I'm aware how to prove that the intersection of nested sequence of compact non-empty sets is compact and non-empty. but I want to generalize this question to transfer the hypothesis of having nested sequence of compact non-empty sets with having a collection of closed subsets which have finite intersection property. so, the new question is:
suppose that $M$ is covering compact and $\mathcal{C}$ is a collection of closed subset of $M$ such that every intersection of finitely many members of $\mathcal{C}$ is non-empty. Prove that the grand intersection $\bigcap _{A_n \in \mathcal{C}} A_n$ is non-empty.

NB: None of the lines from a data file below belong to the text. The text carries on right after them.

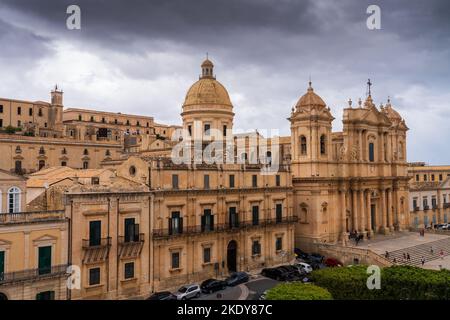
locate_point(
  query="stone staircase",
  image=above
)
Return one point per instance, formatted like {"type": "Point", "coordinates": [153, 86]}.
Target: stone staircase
{"type": "Point", "coordinates": [423, 250]}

In first case assume that the elements of nested sequence are $B_1 \supset B_2 \supset B_3 ... \supset B_n ...$ by compactness of each element of nested sequence we can say that the intersection is compact. then because each $B_n$ is non-empty, so for each $n \in \mathbb{N}$ we can choose a member $b_n \in B_n$ and make the sequence $(b_n)$. $(b_n) \in B_1$ Since the each $B_n$ is contained in $B_1$. Since $B_1$ is compact, $(b_n)$ has a convergent subsequence in $B_1$ named $ (b_{n_k})$ which converges to a point $p \in B_1$. the limit $p$ also lies in the set $B_2$ since except possibly for the first term, the subsequence $(b_{n_k})$ lies in $B_2$ and $B_2$ is a closed set. The same is true for each $B_n$, so $ p \in \bigcap{B_N}$ and $\bigcap B_n$ is non-empty.

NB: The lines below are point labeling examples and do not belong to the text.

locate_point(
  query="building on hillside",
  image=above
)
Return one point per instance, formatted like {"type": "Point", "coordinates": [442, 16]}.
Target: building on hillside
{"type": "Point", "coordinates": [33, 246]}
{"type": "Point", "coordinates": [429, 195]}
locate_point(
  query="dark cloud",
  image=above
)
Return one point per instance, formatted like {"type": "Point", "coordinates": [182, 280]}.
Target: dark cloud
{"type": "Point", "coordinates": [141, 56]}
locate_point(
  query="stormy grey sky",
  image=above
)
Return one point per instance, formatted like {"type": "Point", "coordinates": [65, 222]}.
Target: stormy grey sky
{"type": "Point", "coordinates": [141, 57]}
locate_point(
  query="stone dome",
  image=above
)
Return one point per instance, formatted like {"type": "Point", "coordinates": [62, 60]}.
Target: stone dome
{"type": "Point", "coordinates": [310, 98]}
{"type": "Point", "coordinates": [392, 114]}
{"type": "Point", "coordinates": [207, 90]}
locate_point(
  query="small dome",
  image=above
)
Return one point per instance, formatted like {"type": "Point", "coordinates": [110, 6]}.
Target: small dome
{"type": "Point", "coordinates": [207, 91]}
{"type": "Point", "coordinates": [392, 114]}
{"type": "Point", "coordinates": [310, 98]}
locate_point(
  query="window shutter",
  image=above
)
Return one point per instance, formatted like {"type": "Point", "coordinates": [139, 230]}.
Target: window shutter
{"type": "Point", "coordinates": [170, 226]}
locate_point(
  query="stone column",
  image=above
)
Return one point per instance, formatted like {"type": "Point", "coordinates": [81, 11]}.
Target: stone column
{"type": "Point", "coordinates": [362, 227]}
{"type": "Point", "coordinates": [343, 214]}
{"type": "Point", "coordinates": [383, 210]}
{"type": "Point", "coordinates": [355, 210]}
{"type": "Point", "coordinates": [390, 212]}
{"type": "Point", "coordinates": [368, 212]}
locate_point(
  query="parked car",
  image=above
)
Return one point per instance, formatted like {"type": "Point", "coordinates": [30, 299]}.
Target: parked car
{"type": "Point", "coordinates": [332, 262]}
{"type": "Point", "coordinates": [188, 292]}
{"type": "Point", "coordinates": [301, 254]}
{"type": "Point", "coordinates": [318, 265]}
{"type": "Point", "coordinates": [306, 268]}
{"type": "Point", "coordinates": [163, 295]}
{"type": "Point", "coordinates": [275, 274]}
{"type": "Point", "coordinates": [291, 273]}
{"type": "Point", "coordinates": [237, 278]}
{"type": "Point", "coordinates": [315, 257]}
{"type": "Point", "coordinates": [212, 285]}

But in my question, we can just say the $\bigcap A_n$ is compact since each $A_n$ is compcat. But what about being non-empty?

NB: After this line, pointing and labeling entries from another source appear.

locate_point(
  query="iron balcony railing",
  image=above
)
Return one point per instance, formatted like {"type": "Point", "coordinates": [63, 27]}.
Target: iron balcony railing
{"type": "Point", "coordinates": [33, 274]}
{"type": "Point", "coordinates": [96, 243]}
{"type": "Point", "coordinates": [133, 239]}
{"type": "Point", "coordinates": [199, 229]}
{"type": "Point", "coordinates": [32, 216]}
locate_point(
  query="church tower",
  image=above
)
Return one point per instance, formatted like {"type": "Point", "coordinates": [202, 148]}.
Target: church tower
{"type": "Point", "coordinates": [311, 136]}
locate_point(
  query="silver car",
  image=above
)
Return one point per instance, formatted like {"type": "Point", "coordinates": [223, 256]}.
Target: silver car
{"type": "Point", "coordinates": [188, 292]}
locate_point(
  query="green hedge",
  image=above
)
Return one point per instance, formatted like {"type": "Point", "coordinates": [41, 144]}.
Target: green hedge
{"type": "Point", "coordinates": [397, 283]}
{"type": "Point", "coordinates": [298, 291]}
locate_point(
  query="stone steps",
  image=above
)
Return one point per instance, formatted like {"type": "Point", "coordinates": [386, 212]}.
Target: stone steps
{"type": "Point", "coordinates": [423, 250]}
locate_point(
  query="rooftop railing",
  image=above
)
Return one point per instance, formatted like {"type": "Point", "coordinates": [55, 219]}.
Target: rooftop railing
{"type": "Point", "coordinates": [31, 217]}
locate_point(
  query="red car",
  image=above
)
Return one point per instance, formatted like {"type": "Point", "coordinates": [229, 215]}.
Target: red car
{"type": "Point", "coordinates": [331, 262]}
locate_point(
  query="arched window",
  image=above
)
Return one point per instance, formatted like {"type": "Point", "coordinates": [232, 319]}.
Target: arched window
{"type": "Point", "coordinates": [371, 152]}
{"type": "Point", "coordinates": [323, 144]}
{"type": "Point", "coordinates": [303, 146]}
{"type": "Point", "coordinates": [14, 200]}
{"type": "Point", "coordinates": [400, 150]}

For each $C\in\mathscr{C}$ let $U_C=M\setminus C$, and let $\mathscr{U}=\{U_C:C\in\mathscr{C}\}$. Suppose that $\bigcap\mathscr{C}=\varnothing$; then
$$\bigcup\mathscr{U}=\bigcup_{C\in\mathscr{C}}(M\setminus C)=M\setminus\bigcap\mathscr{C}=M\setminus\varnothing=M\;,$$
so $\mathscr{U}$ is an open cover of $M$. Now use the compactness of $M$ to get a contradiction to the hypothesis that $\mathscr{C}$ has the finite intersection property.